The following is excerpted from It Is More Than Metadata – The Meaning Behind The Mining by Big Men on Content.
The power of metadata is two-fold. First it allows for classification of information it describes. This classification makes possible the filtering of information that is not interesting to the analyst. This much data is useless without a way to group information into logical divisions and then essentially ignore everything else you are not interested in. The second power is that it makes possible identifying relationships between information that you would otherwise not see as connected.
Crime shows have been educating the public on this for years. The detectives get a list of suspects as starting point with the same modus operandi.(classification) They then cross-reference that list with the location data from their phones at the time of the crime.(phone call metadata) Now from the list of all possible suspects that you could look at the list is narrowed to a manageable few to investigate with other means. You can also use other metadata, who else have they texted or called to establish relationships. Then associate those people with location data to identify possible accomplices. All of this done from the comfort of your data center.
Notice in this example I use a past event – the crime – as the context for the relationships. What happens though when you try and use this same data in a predictive mode. You can still create the web of relationships and touch points but without more information about the context why these relationships matter must be inferred. I text a man every seven days who happens to be a drug dealer. I could be scheduling a drop or he could just be running a lawn service too and I need help with a different kind of grass.

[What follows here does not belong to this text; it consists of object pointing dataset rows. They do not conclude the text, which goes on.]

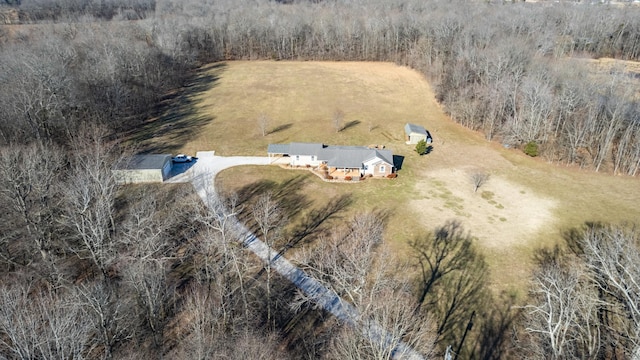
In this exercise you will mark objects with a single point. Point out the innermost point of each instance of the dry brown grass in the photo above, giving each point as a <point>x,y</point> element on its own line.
<point>526,203</point>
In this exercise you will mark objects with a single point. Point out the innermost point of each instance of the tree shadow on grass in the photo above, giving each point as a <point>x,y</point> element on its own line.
<point>177,118</point>
<point>398,160</point>
<point>313,222</point>
<point>350,124</point>
<point>286,194</point>
<point>279,128</point>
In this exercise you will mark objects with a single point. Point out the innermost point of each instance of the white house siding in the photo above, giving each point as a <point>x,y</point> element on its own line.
<point>415,138</point>
<point>377,167</point>
<point>304,160</point>
<point>166,170</point>
<point>135,176</point>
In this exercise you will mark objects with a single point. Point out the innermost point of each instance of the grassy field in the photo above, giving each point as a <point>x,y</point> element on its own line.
<point>525,204</point>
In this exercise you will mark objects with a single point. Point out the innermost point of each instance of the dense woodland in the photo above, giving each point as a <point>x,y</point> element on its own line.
<point>90,270</point>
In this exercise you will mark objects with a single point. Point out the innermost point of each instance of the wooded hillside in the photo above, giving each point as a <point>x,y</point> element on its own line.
<point>92,270</point>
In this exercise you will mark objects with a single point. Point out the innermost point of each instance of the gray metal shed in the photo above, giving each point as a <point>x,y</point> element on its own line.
<point>414,133</point>
<point>144,169</point>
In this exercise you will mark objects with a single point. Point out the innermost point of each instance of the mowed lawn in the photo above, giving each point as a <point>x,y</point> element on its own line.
<point>526,203</point>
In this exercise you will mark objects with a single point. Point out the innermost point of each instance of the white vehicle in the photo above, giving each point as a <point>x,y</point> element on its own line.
<point>182,158</point>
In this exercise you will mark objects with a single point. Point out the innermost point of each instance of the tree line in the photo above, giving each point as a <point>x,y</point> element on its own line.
<point>130,272</point>
<point>503,69</point>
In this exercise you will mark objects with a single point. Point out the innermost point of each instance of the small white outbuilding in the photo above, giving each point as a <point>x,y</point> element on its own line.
<point>414,133</point>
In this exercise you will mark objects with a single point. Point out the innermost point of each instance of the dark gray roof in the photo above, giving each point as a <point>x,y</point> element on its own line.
<point>413,128</point>
<point>385,155</point>
<point>305,148</point>
<point>146,162</point>
<point>278,149</point>
<point>335,155</point>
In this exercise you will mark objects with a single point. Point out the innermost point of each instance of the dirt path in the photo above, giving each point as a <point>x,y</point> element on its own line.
<point>202,176</point>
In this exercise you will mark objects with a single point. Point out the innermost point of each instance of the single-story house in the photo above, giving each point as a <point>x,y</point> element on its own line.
<point>346,160</point>
<point>144,169</point>
<point>414,133</point>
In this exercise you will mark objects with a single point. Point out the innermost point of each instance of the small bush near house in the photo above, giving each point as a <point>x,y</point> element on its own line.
<point>531,149</point>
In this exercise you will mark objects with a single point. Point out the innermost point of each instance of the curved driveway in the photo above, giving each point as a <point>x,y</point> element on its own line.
<point>202,174</point>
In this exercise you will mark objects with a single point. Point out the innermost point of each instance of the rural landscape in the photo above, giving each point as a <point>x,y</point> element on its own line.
<point>511,234</point>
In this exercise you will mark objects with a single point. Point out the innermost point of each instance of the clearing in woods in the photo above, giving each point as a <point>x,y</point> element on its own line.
<point>526,203</point>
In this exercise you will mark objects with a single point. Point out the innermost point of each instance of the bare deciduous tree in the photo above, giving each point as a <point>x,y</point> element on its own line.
<point>337,121</point>
<point>563,319</point>
<point>270,219</point>
<point>39,323</point>
<point>479,179</point>
<point>30,190</point>
<point>353,263</point>
<point>452,278</point>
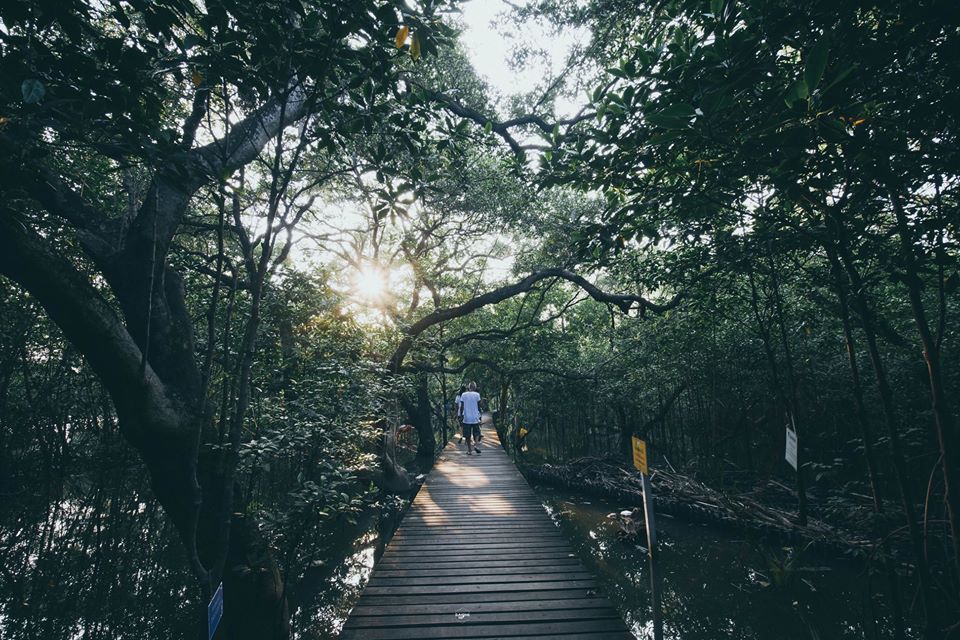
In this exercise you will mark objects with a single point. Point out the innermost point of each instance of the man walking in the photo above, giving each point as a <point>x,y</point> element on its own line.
<point>470,412</point>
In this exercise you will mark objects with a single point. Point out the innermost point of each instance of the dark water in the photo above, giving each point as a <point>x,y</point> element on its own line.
<point>716,586</point>
<point>107,565</point>
<point>104,564</point>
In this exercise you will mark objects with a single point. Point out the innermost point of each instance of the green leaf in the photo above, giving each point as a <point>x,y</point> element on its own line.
<point>33,90</point>
<point>678,110</point>
<point>815,63</point>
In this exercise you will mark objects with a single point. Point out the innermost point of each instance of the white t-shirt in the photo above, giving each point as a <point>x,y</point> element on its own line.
<point>471,407</point>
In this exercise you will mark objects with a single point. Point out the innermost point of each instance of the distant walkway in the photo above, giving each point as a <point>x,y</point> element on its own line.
<point>476,556</point>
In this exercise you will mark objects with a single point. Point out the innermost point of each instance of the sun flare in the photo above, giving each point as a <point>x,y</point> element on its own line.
<point>370,283</point>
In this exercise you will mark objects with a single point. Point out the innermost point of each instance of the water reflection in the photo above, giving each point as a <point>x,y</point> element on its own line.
<point>717,587</point>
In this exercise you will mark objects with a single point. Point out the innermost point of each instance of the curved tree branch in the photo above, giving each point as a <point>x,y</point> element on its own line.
<point>624,302</point>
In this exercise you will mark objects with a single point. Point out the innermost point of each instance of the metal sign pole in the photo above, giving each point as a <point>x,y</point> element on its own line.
<point>640,462</point>
<point>652,554</point>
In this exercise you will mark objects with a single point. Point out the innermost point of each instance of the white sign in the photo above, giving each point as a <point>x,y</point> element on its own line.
<point>792,447</point>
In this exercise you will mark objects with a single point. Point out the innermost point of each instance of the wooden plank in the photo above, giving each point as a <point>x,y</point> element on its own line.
<point>467,616</point>
<point>515,630</point>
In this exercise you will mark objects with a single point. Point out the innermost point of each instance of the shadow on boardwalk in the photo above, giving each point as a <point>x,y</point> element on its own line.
<point>477,556</point>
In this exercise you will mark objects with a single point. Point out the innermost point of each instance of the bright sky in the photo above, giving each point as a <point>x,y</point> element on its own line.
<point>489,38</point>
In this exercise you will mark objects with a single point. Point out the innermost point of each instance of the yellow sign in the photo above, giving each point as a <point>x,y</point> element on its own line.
<point>640,455</point>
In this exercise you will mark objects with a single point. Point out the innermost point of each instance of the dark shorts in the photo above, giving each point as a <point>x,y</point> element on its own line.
<point>471,430</point>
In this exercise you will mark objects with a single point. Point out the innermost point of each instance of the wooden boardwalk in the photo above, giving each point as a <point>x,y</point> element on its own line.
<point>476,556</point>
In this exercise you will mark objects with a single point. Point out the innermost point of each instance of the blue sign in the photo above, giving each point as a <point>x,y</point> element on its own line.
<point>214,612</point>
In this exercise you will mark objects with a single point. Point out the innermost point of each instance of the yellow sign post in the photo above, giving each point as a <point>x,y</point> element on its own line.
<point>640,455</point>
<point>640,462</point>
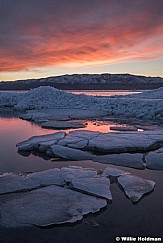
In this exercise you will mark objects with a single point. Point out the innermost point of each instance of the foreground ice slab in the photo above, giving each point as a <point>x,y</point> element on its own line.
<point>62,124</point>
<point>69,153</point>
<point>48,206</point>
<point>72,172</point>
<point>123,128</point>
<point>113,172</point>
<point>154,160</point>
<point>124,159</point>
<point>10,182</point>
<point>121,142</point>
<point>135,187</point>
<point>34,142</point>
<point>99,186</point>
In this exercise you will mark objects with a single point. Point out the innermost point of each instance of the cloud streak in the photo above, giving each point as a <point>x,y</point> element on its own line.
<point>42,33</point>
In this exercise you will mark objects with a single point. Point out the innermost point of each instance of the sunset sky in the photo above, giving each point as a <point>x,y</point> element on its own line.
<point>54,37</point>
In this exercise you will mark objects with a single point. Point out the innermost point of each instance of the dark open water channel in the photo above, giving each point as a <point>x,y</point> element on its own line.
<point>121,218</point>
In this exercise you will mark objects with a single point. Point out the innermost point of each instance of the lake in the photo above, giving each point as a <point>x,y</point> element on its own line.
<point>120,218</point>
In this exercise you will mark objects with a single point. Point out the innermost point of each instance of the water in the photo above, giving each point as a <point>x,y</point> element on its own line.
<point>120,218</point>
<point>14,130</point>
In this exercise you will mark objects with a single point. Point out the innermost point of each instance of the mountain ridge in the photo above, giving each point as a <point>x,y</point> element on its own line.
<point>103,81</point>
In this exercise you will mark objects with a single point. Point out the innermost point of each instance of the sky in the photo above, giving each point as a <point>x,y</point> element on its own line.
<point>55,37</point>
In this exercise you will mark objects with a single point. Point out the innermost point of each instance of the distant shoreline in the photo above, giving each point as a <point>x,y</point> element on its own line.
<point>89,87</point>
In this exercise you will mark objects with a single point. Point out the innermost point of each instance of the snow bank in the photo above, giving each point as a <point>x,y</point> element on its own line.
<point>147,105</point>
<point>152,94</point>
<point>9,98</point>
<point>49,97</point>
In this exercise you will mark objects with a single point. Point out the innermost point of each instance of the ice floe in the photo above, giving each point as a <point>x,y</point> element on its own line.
<point>99,186</point>
<point>48,206</point>
<point>62,124</point>
<point>33,142</point>
<point>70,153</point>
<point>124,159</point>
<point>154,160</point>
<point>123,128</point>
<point>63,195</point>
<point>148,105</point>
<point>113,172</point>
<point>125,148</point>
<point>10,182</point>
<point>72,172</point>
<point>135,187</point>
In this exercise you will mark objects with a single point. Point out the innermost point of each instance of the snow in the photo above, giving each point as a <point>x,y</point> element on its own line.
<point>99,186</point>
<point>135,187</point>
<point>48,206</point>
<point>34,142</point>
<point>123,149</point>
<point>124,159</point>
<point>12,183</point>
<point>70,153</point>
<point>154,160</point>
<point>113,172</point>
<point>148,105</point>
<point>63,195</point>
<point>72,172</point>
<point>62,124</point>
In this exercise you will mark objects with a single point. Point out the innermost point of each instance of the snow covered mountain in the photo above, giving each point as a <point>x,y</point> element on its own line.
<point>87,81</point>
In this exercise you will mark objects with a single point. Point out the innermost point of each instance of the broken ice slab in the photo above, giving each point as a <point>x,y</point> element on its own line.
<point>70,153</point>
<point>124,159</point>
<point>72,172</point>
<point>135,187</point>
<point>33,142</point>
<point>154,160</point>
<point>123,128</point>
<point>10,182</point>
<point>62,124</point>
<point>97,186</point>
<point>48,206</point>
<point>113,172</point>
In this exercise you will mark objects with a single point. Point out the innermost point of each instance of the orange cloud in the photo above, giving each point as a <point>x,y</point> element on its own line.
<point>93,33</point>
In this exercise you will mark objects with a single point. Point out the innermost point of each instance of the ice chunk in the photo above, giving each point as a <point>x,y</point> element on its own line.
<point>123,128</point>
<point>124,159</point>
<point>33,142</point>
<point>111,171</point>
<point>62,124</point>
<point>72,172</point>
<point>154,160</point>
<point>121,142</point>
<point>69,153</point>
<point>135,187</point>
<point>99,186</point>
<point>12,183</point>
<point>48,206</point>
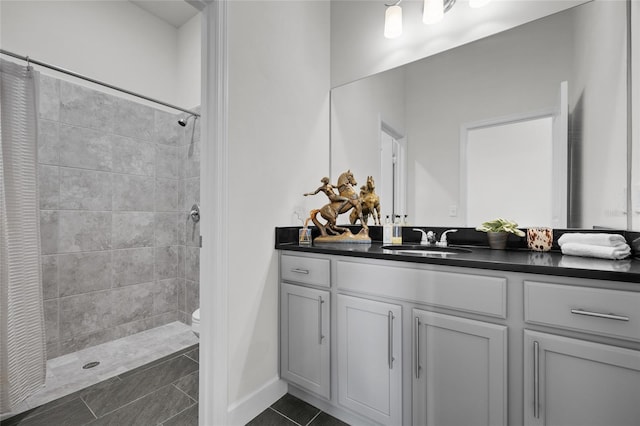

The experts will tell you that analysis of the other data in our respective networks will increase or decrease the likelihood that I am involved in illegal behavior. In order for that to work though you must have everybody’s data, not just those that are of immediate interest. The point here is that while the tools have an increasing degree of accuracy in predictive capability with more data – it remains an inference. A guess. An accusation without anymore evidence than a passing business relationship.
How do you solve for that? The natural next step is more data. Data that will provide the context needed to establish a threat. The content of the calls and messages themselves and it will be what is captured next. The technology for capturing and automatically analyzing that is an advancing as well and this is critical. As impressive as the numbers around the records being collected are they are trivial when compared to the number of one and zeros that make up calls themselves.